Grupo começa trabalho em até dez dias. Estados da região Norte recebem Força Nacional Diretor de cadeia onde houve matança de 56 presos em Manaus é afastado

Familiares de presos aguardam informações em frente a cadeia de Manaus.
Familiares de presos aguardam informações em frente a cadeia de Manaus.R. ALVES (AFP)

Em razão do massacre que resultou em 64 mortes em Manaus, defensores públicos de todo o país deverão se deslocar nas próximas semanas para a capital amazonense na tentativa de reduzir o número de presos provisórios e de baixa periculosidade nos presídios do Estado. Hoje, os presídios locais abrigam cerca de 9.500 pessoas em 3.400 vagas.

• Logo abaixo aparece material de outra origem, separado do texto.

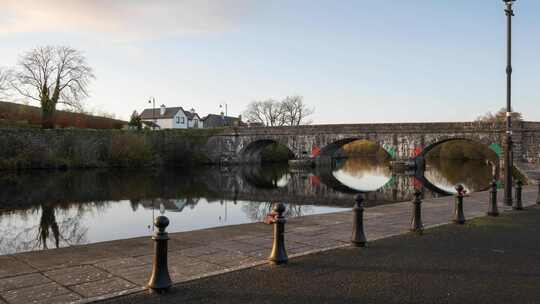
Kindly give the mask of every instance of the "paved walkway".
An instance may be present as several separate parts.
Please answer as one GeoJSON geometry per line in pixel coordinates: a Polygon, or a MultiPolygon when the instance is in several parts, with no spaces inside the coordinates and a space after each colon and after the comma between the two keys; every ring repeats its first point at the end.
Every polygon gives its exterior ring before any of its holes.
{"type": "Polygon", "coordinates": [[[100,304],[540,303],[540,206],[100,304]]]}
{"type": "MultiPolygon", "coordinates": [[[[536,186],[524,188],[524,205],[535,204],[536,195],[536,186]]],[[[467,197],[466,217],[485,215],[487,198],[487,192],[467,197]]],[[[425,201],[422,209],[426,226],[448,223],[453,198],[425,201]]],[[[367,208],[368,240],[407,232],[410,214],[408,202],[367,208]]],[[[289,220],[289,256],[348,246],[351,217],[347,211],[289,220]]],[[[186,282],[265,263],[271,230],[271,226],[259,223],[171,234],[172,280],[186,282]]],[[[149,238],[0,256],[0,303],[87,303],[134,293],[144,288],[151,260],[149,238]]]]}

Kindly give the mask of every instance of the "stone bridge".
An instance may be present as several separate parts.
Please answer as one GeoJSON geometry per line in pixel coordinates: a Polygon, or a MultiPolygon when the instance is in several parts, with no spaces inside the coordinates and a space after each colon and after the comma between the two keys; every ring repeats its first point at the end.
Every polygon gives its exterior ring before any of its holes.
{"type": "MultiPolygon", "coordinates": [[[[410,160],[423,157],[443,142],[465,139],[484,144],[501,155],[505,134],[504,124],[481,122],[244,127],[226,129],[213,136],[206,151],[215,163],[254,163],[260,161],[264,147],[279,143],[288,147],[296,159],[324,159],[331,158],[347,143],[369,140],[379,144],[394,160],[410,160]]],[[[515,162],[540,163],[540,122],[515,122],[513,141],[515,162]]]]}

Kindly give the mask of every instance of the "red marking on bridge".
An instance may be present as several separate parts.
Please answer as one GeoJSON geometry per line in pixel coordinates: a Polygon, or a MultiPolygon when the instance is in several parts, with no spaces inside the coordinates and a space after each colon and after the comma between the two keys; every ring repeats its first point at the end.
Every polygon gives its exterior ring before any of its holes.
{"type": "Polygon", "coordinates": [[[317,146],[313,146],[311,148],[311,157],[317,157],[319,156],[319,154],[321,154],[321,148],[317,147],[317,146]]]}
{"type": "Polygon", "coordinates": [[[321,177],[318,176],[318,175],[311,175],[309,177],[309,182],[310,184],[312,184],[313,186],[318,186],[321,184],[321,177]]]}

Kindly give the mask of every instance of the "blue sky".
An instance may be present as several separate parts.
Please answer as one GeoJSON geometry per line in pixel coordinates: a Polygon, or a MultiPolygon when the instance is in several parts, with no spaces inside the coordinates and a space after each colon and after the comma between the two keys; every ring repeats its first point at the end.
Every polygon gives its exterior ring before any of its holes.
{"type": "MultiPolygon", "coordinates": [[[[299,94],[315,123],[467,121],[505,105],[500,0],[0,0],[0,66],[38,45],[86,54],[86,103],[149,96],[200,114],[299,94]]],[[[518,0],[514,109],[540,121],[540,2],[518,0]]]]}

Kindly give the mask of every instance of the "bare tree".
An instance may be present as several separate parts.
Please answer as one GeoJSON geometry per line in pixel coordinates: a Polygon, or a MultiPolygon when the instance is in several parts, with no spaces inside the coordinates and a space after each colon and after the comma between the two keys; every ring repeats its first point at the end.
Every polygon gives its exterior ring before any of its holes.
{"type": "Polygon", "coordinates": [[[0,99],[6,99],[9,96],[10,76],[10,71],[0,67],[0,99]]]}
{"type": "MultiPolygon", "coordinates": [[[[513,121],[522,121],[523,115],[520,112],[512,112],[513,121]]],[[[486,114],[479,116],[476,121],[481,122],[505,122],[506,121],[506,108],[501,108],[499,111],[492,113],[487,112],[486,114]]]]}
{"type": "Polygon", "coordinates": [[[244,115],[250,122],[262,123],[269,127],[278,127],[285,124],[283,107],[280,102],[273,99],[251,102],[244,115]]]}
{"type": "Polygon", "coordinates": [[[283,109],[285,125],[299,126],[311,123],[311,121],[306,120],[306,117],[313,114],[314,110],[304,104],[302,96],[287,96],[281,102],[281,107],[283,109]]]}
{"type": "Polygon", "coordinates": [[[54,128],[56,106],[81,108],[94,74],[83,54],[70,47],[38,47],[18,63],[13,87],[24,97],[39,101],[42,127],[54,128]]]}
{"type": "Polygon", "coordinates": [[[273,99],[253,101],[244,112],[250,122],[262,123],[269,127],[299,126],[309,124],[306,117],[313,109],[304,104],[302,96],[289,96],[279,102],[273,99]]]}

Diretor do presídio de Manaus palco do massacre é afastado

O Governo do Amazonas afastou nesta terça-feira o diretor do Complexo Penitenciário Anísio Jobim, Compaj, em Manaus, onde 56 presos foram mortos em chacina no primeiro dia de 2017. José Carvalho da Silva ocupou o cargo de diretor-adjunto da unidade até final de dezembro e assumiu o controle três dias antes do massacre.
Não há detalhes sobre a exoneração de Carvalho, mas ela acontece horas depois de vir a público que dois presos mortos na chacina haviam escrito cartas pedindo proteção e acusando o então diretor-adjunto de ser ligado à facção criminosa Família do Norte (FDN), a quem é atribuída a decisão da matança no presídio. Nas carta enviadas à Justiça do Amazonas, Gezildo Nunes da Silva, que respondia por furto, e Alcinei Gomes da Silveira, preso por homicídio, diziam estar sendo ameaçados e que tinham medo de serem assassinados por saberem da suposta ligação entre a direção do presídio e a FDN.
Com informações da Agência Brasil

A decisão da força-tarefa dos defensores públicos, que ainda precisa de um acordo a ser firmado com o Poder Judiciário e o Ministério Público, foi anunciada após um encontro nesta terça-feira, em Brasília, com o ministro da Justiça, Alexandre de Moraes.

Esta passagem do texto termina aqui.